Mein Schatten ist scheu. Er vertraut nur mir allein und versteckt sich gern vor dem Rest der Welt. Er ist die Vergangenheit (die gute und die böse) und er ist das Düstere, der Zweifel, der Beobachter, der Ruf, der Entfernte. Mein Schatten ist mühsam. [Vielleicht siehst Du die eine oder andere Regung im Musikvideo, oder hörst es vielleicht aus dem Lied heraus? Lass es mich wissen.]
Und irgendwann ist mir mein Schatten als Lied auf dem Mund gepurzelt. Ich kann mich noch erinnern, wie ich da am Klavier gesessen bin in der Belvedergasse in Wien. Das war 2015/2016. Mein Gott – was da schon an Zeit in das Lied geflossen ist – wie viele Versionen und Varianten. Ein guter Einfluss war Sam Smith – warmer Klang, souliger Sound. Knackig, satt, klar. Einfach, unaufdringlich, gemütlich.
Am Anfang hatte ich noch dieses gewollte Pseudohochdeutsche in meiner Stimme. Und dann hab ich mir gedacht – warum nicht einfach so wie ich normal jeden Tag rede? Es ist doch auch sauber und verständlich. Damals war ich einfach auf der Suche nach meiner Originalität. Wienerdeutsch nenne ich das. Und wer das nicht versteht, kann kein Deutsch, denke ich mir.
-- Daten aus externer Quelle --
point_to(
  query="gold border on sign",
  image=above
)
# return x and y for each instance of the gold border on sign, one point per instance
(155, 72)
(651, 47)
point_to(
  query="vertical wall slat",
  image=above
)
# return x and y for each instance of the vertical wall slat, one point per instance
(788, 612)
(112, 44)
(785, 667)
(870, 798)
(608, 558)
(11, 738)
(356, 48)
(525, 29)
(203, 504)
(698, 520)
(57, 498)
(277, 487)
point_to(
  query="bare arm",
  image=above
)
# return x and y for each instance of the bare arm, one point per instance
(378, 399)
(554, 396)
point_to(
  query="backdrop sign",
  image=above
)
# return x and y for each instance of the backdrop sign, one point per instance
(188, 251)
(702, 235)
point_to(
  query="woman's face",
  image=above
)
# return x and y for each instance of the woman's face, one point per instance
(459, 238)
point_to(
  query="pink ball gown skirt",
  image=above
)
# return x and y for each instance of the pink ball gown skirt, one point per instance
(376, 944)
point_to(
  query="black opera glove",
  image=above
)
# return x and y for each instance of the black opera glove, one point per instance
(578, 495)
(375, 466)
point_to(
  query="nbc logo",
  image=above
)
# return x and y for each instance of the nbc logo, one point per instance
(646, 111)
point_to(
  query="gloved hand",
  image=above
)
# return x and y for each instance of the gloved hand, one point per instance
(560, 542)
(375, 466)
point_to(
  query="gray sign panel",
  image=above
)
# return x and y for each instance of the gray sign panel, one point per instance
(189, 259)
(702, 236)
Es ist keine Mundart oder Bayrisch oder ein Dialekt. Es ist genau so sauber wie jemand der in Hamburg oder Berlin klares Deutsch spricht, mit einem schönen Akzent, mit einer Farbe, mit einer Nuance der Stadt in der ich halt so viel Zeit verbracht hab. Eine Schattierung vielleicht, um wieder zum Thema zu kommen. Über Schatten spricht das Lied am stärksten selbst – hör es Dir nochmal an.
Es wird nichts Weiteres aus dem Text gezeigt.